I want to add by a man because men almost never write on this subject and I've read (and perhaps written) so many well researched essays by women expressing the same basic sentiment that Chuck espouses: namely, that the problem of violence and men is essentially one of a world-wide, culturally corrupt ideal of masculinity that begins with the telling of men -- heterosexual and particularly white men -- that they are special and better, divinely ordained first beings. Chiefly, this superiority is positioned against women, the inferior second sex, and by extension gay men, who are denigrated for being 'like women': emotional, weak, 'deformed men', to use Aristotle's description of women.
But I'm not adding this because I appreciate that it is both more difficult and more important for a man from this privileged 'special' group to express this sentiment and say, both, that it is wrong and dangerous for men and women alike to assume that men are better, as well as right and empowering for men and women alike to admit that we - (white heterosexual) men - are not special.
God is not a heterosexual man, Muslim, Christian, Jewish or whatever other name and frame you give 'Him'. God is gay. God has a vagina. God has balls. God has fur and leaves. The one thing 'God' doesn't have is a gun or any other man-made macho weapon of destruction, including the fist clenched in anger.
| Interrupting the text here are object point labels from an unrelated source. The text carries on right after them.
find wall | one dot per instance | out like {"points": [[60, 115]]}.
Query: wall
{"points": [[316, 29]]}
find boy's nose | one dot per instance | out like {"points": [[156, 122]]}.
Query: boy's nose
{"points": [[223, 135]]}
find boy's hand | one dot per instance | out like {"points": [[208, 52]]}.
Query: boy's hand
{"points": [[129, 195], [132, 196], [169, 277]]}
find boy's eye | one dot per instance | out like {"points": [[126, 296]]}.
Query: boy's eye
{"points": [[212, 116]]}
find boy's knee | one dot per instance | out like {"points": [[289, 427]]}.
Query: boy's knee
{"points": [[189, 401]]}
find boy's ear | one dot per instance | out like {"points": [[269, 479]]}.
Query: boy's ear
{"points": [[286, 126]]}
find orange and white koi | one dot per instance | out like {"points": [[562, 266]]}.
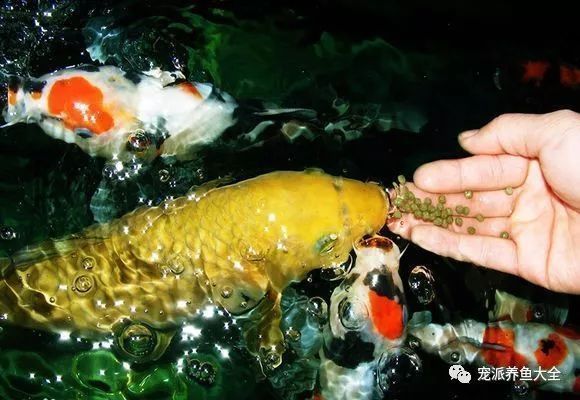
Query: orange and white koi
{"points": [[121, 115], [513, 308], [367, 326], [506, 344], [114, 114]]}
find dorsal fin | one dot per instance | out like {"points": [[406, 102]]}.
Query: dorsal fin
{"points": [[200, 190], [50, 248]]}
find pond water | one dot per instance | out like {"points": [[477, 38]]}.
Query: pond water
{"points": [[391, 86]]}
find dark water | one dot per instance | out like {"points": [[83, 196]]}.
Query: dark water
{"points": [[437, 69]]}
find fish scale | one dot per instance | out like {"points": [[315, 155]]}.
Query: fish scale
{"points": [[232, 246]]}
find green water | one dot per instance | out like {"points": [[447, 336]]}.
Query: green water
{"points": [[406, 77]]}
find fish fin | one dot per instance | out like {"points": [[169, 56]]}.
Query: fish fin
{"points": [[50, 249], [300, 113], [84, 133], [201, 190], [420, 318], [8, 124], [404, 250]]}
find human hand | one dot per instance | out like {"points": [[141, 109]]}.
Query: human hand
{"points": [[539, 157]]}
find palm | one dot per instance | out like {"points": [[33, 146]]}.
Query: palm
{"points": [[536, 155], [539, 226]]}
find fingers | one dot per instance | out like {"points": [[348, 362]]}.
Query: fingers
{"points": [[492, 227], [523, 135], [496, 253], [489, 203], [481, 172]]}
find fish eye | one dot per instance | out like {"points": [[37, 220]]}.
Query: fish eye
{"points": [[353, 314], [398, 369], [326, 244]]}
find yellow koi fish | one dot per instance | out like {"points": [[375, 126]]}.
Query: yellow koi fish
{"points": [[237, 246]]}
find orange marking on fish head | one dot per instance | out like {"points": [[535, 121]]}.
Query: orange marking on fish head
{"points": [[11, 97], [191, 89], [387, 315], [80, 105], [551, 351], [534, 71], [505, 357], [568, 332]]}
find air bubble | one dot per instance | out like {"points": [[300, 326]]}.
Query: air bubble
{"points": [[226, 292], [7, 233], [397, 369], [318, 308], [137, 340], [83, 283], [352, 314], [88, 262], [164, 175], [422, 284]]}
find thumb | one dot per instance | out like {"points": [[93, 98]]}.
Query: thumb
{"points": [[523, 135]]}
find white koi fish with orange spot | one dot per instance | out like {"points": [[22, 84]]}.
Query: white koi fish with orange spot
{"points": [[118, 115], [364, 341], [550, 354]]}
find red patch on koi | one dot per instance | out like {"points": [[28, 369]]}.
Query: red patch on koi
{"points": [[567, 332], [11, 97], [569, 76], [576, 386], [190, 88], [535, 71], [551, 351], [79, 104], [506, 357], [386, 315]]}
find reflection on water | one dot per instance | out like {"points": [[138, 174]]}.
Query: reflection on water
{"points": [[217, 295]]}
All babies make fists. All babies cry. One action is not masculine, the other feminine, neither expresses strength or weakness. They are merely natural and equal ways that human beings express emotion. Ironically, perhaps, the baby fist tends to express insecurity and the baby tears frustration and anger, at least some of the time.
All babies smile and all loving parents celebrate that first smile which occurs very early on in life. The challenge is to sustain that celebration into adulthood.
We are all frustrated, angry and insecure and we are all capable of joy. Beyond our individual quirks of character, we humans are all essentially the same, and that which says we are essentially different corrupts, weakens, angers and ultimately destroys us all. If we are ever going to learn to live together without violence and hate we need to go back to the beginning and undo that first mistake of thinking one group of people more special than and fundamentally different to any other group.
Thank you Chuck for taking us back to the beginning and for not making this mass killing about religion or terrorism or even homophobia, but instead the cultural construction and corruption of masculinity. Awo-men to that.